Song lyrics from yet another cheesy song.  It’s from the mid 80’s.  It’s driving me CRAZY that I can’t remember the rest of the song, title or big haired group.  I just tried to google the lyrics and instead of the answer, I found myself clicking on a nasty porn site.  What jerks to disguise it as something normal. I’m really pretty ticked about it.  Selah was standing right here!!  Thank God I could just shut the laptop and say, over the obnoxious groans, “Honey, go get Popi to wake up.”  Lovely obedient girl…

So, Why am I up and typing again, when I just finished up 4 1/2 hours ago?  Well. I wasn’t sleeping well.  I’m totally achy and sore.  I was still trying to convince myself that it was just a bad cycle, not an indication that The Diva Cup was not so welcome where it was. Then it happened. A about 5:30 I sneezed.  It wasn’t a big sneeze. Nothing close to The Sneeze of 2005 when I peed my pants while I was preggers with Jacob. Now that was embarrassing.  No, this was a modest little sneeze.  Didn’t even wake Travis.  Yes it must have ‘broken the seal’.  I felt a little gush yet was still in that half asleep state where it didn’t register concern.

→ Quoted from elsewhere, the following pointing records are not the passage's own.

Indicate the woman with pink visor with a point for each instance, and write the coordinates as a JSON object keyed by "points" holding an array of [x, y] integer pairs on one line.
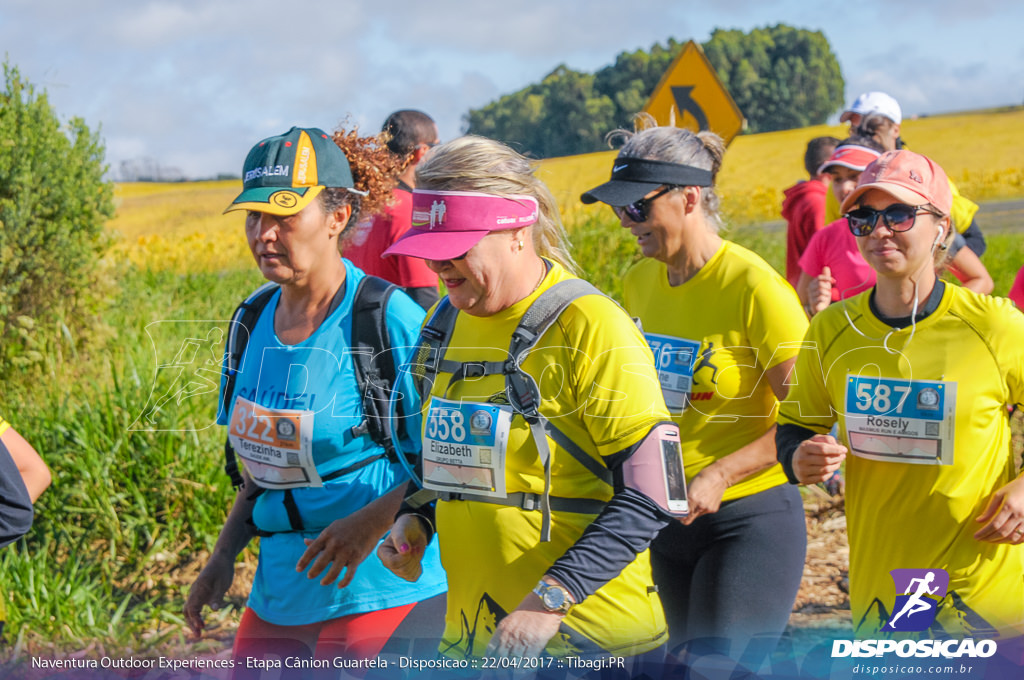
{"points": [[530, 431], [832, 267]]}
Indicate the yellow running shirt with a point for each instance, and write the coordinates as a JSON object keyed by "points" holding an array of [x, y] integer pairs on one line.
{"points": [[599, 388], [929, 443], [724, 328]]}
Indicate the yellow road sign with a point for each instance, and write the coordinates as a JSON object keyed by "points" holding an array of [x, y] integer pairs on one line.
{"points": [[691, 93]]}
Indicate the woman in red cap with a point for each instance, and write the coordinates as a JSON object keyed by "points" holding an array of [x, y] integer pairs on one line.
{"points": [[918, 375]]}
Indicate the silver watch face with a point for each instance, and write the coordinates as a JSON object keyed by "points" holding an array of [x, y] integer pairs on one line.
{"points": [[554, 598]]}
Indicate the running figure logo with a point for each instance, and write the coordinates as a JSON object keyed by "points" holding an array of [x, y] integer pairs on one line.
{"points": [[704, 362], [922, 590]]}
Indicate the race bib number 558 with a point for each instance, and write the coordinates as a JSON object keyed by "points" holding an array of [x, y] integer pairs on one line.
{"points": [[904, 421], [273, 444], [464, 448]]}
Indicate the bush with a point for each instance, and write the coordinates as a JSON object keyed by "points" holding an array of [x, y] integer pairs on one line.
{"points": [[53, 204]]}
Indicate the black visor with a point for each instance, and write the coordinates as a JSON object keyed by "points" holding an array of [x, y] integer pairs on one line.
{"points": [[633, 178]]}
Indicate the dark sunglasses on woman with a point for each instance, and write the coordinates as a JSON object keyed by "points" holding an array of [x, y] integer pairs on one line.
{"points": [[897, 217], [637, 211]]}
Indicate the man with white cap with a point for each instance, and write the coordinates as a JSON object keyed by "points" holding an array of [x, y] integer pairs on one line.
{"points": [[879, 115], [871, 102]]}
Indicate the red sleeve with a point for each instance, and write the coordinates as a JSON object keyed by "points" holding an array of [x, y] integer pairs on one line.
{"points": [[1017, 290]]}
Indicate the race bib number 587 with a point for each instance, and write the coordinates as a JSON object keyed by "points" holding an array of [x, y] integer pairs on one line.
{"points": [[905, 421]]}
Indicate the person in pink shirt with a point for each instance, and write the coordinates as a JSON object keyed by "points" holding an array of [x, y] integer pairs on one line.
{"points": [[804, 205], [832, 262], [410, 135]]}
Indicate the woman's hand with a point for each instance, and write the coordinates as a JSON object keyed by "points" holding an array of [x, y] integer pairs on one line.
{"points": [[1004, 517], [704, 494], [402, 550], [525, 631], [817, 458], [346, 542], [209, 589], [819, 292]]}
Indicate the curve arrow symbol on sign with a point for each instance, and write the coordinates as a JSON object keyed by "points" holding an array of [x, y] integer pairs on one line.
{"points": [[685, 103]]}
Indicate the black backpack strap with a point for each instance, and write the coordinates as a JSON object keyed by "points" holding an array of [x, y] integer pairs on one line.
{"points": [[373, 359], [522, 390], [243, 323]]}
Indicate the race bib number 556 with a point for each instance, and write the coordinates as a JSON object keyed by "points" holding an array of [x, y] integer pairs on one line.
{"points": [[273, 444], [464, 448]]}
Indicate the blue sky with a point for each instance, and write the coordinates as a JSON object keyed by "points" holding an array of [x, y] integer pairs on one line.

For about five minutes.  Then the nagging something that wasn’t letting me go back to sleep registered.  Um, uh-oh.  Gush is a very, very bad thing. 

So I rolled out of bed and dragged myself to the bathroom.  Yep.  Soaked.  As I reached to Remove the Diva Cup I was shocked at how painful it was.  The walls of my vaja-ja were so sore.  Seriously, ouch.  So out it came.  Dumped it. Rinsed it.  Went to go get a pad.  I think the Diva Cup and I need a break.

I’m really, really sad.   I think this is an amazing product and I wanted to be able to give it a rave review.  It’s not over. I’m going to call Diva Cup today and talk to them.  My suspicion is that I should have the smaller size 1 cup.  I already know I have a small vagina. I’ve (to my sadness) had 3 c-sections, so no stretching by birth.  When I was fitted for a diaphragm I was the smallest size available. That was only a little over a year ago.  So, I’m hoping this is just a size issue. We’ll see.  For now I’m giving it a rest and I’m back to the Glad Rags.

And now both boys are up.  Selah and Travis just left to go on a ‘date’, which simply means breakfast alone at the All Star Cafe.  Teaching my precious girl how a man should treat her early :) More on that later.  For now I’m going on less than 4 hours of sleep.  Lucas woke back up and had to play for another 45 minutes after my  last entry.  I have a tour of the public school with Selah at 8:30(I’ll explain why later), a Koala Mommas meeting to go to at 10:00 and Travis has today off so we intended to do something special with the kids today.May be hard with the rain.  I’m so tired, I actually feel physically ill to the pit of my stomach, so please ignore any extra typos. Not a way to start the day.  I’m going to go make some juice and oatmeal to feed my boys.